Below is an FAQ-style summary of what you can expect (navigate it with the table of contents on the left).
What is it?
The Interpretability Hackathon is a weekend-long event where you participate in teams (1-6) to create interesting and fun research. You submit a PDF report that summarizes and discusses your findings in the context of AI safety. These reports will be judged by our panel and you can win up to $1,000!
It runs from 11th Nov to 13th Nov (in two weeks) and you’re welcome to join for a part of it (see further down). We get an interesting talk by an expert in the field and hear more about the topic.

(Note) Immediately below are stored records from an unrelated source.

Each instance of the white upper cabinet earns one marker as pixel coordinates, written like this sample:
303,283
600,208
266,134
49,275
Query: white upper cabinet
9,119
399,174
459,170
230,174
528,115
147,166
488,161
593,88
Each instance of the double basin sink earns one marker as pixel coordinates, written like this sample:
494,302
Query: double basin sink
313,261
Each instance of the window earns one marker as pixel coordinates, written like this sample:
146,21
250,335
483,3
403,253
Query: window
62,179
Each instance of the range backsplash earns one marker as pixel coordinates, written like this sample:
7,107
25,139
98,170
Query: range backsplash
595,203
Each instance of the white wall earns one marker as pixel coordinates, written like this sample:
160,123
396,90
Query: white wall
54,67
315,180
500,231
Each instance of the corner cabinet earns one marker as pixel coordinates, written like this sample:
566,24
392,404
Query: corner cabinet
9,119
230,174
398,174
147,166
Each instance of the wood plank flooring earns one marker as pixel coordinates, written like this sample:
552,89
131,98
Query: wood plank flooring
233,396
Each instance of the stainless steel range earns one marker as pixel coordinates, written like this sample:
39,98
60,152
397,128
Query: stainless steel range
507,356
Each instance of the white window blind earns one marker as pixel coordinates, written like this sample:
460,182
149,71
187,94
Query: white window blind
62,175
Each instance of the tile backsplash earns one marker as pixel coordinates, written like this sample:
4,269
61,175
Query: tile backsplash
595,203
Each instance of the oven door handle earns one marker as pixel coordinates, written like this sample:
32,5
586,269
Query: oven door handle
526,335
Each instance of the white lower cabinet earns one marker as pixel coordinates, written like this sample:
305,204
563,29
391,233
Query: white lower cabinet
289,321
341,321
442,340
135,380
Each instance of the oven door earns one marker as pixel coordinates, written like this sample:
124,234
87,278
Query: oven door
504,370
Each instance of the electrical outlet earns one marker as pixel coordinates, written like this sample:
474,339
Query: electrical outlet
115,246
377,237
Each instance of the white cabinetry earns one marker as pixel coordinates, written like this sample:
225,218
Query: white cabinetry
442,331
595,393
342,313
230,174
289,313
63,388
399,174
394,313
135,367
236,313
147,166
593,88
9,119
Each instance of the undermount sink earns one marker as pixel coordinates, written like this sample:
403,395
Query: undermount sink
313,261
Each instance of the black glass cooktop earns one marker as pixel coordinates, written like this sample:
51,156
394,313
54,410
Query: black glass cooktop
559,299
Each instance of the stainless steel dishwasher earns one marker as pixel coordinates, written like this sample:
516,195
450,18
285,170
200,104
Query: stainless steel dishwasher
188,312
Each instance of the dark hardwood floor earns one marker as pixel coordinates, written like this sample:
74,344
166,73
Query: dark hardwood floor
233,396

Everyone can participate and we encourage you to join especially if you’re considering AI safety from another career . We prepare templates for you to start out your projects and you’ll be surprised what you can accomplish in just a weekend – especially with your new-found friends!
Read more about how to join, what you can expect, the schedule, and what previous participants have said about being part of the hackathon below.
Where can I join?
You can join the event both in-person and online but everyone needs to make an account and join the jam on the itch.io page.
The in-person locations include the LEAH offices in London right by UCL, Imperial, King’s College, and London School of Economics (link); Aarhus University in Aarhus, Denmark (link), and Tallinn, Estonia (link). The virtual event space is on GatherTown (link).
Everyone should join the Discord to ask questions, see updates and announcements, find team members, and more. Join here.
What are some examples of interpretability projects I could make?
You can check out a bunch of interesting, smaller interpretability project ideas on AI Safety Ideas such as reconstructing the input from neural activations, evaluating the alignment tax of interpretable models, or making models’ uncertainty interpretable.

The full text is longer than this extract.